Note that using lanes is optional; all options and functions default to lane 0, which is the only lane when no lane count is specified (and so it functions as if lanes didn't exist).

• options: The settings for this pushBuffer.
  • mode: Default: "pull". The mode to operate in. One of "push", "pull".
  • lanes Default: 1. The amount of lanes to create. Each lane is an independent queue of values and errors, though broadcasts are possible.
  • pull: Required only in pull mode. An (async) callback that's called to acquire a new value/result, and which is expected to return a Promise. This should be providing your values in pull mode.
  • sequential: Default: false. Only used in pull mode. Whether to handle requests sequentially; that is, a second pull will not be started until the previous pull has completed, even if a second request is made.
  • permittedPullers Default: every lane. Only used in pull mode. Which lanes are allowed to initiate upstream pulls through their reads, expressed as an array of (0-based) lane indexes. See the "Permitted pullers" section above for important information about how to use this option safely.
  • select: Default: 0. A callback that receives a value, and returns the index of the lane to assign it to (or an array of such indexes). The callback may return a Promise.
  • selectError: Default: 0. Like select, but it receives errors instead of values.
  • broadcastValues: Default: false. Whether to broadcast all values to all lanes by default. The select callback will not be called for broadcast values. In push mode, this can be overridden for individual values.
  • broadcastErrors: Default: true. Like broadcastValues, but for errors. The selectError callback will not be called for broadcast errors. In push mode, this can be overridden for individual errors.

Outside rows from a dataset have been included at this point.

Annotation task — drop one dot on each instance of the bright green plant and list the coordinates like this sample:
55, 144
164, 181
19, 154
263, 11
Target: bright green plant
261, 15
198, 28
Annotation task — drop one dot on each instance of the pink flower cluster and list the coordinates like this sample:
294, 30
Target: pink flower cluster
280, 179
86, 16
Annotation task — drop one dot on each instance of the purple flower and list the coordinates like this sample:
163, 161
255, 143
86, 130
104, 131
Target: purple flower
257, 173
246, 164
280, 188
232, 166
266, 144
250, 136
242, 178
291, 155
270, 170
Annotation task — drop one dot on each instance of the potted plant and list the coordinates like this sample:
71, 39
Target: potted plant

Returns: A new pushBuffer.

buffer.request(lane)

Requests the next value (for a given lane).

• lane: Default: 0. The lane to request a value for.

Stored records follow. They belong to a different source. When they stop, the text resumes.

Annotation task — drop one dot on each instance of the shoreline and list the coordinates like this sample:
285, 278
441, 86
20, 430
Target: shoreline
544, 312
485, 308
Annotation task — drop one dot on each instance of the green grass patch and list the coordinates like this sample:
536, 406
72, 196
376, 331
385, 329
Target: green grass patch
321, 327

Returns: a Promise that will eventually either resolve or reject, depending on the value/error acquired.

buffer.push(value, broadcast)

Pushes a value (or a Promise) to the next pending request.

• value: Required. The value to push.
• broadcast: Default: the broadcastValues setting. Whether to broadcast this value to all lanes.

buffer.pushError(error, broadcast)

Pushes an error to the next pending request. Note that if you wish to push a Promise that may fail (rather than an error you already have), you should use buffer.push instead; it will automatically be handled as an error if it ends up rejecting.

• error: Required. The value to push.
• broadcast: Default: the broadcastErrors setting. Whether to broadcast this error to all lanes.

buffer.countLane(lane)

Provides queue lengths for the given lane.

• lane: Default: 0. The lane to request a value for.

Returns: an object with queue length properties:

• values: The amount of pending results that have not been reconciled with a request yet - note that this includes errors/rejections!
• requests: The amount of pending requests that have not been reconciled with a result yet.

buffer.tryDiscardValues(lane, count)

Attempts to remove up to count values from the start of the given lane's value queue. If the value queue is empty, no values are removed. If the value queue is smaller than the specified count, then the entire value queue is emptied (ie. as many as possible up to count). If the value queue is larger than the specified count, then exactly count values are removed.

Note that this doesn't affect the request queue; only if readily available values are stored for the lane, will they be removed. This will typically only happen if you are either in push mode, or you are using broadcastValues or broadcastErrors, as those are the only conditions under which a value can end up being buffered without a corresponding request.

• count: Required. The amount of values to attempt to remoove.

buffer.setPermittedPullers(permittedPullers)

Changes the set of permitted pullers, or (if null is passed), unsets it so that all lanes are permitted to initiate upstream pulls.

• permittedPullers: Required. The list of permitted pullers, or null. Accepted values are identical to those in the initial permittedPullers option when creating a buffer.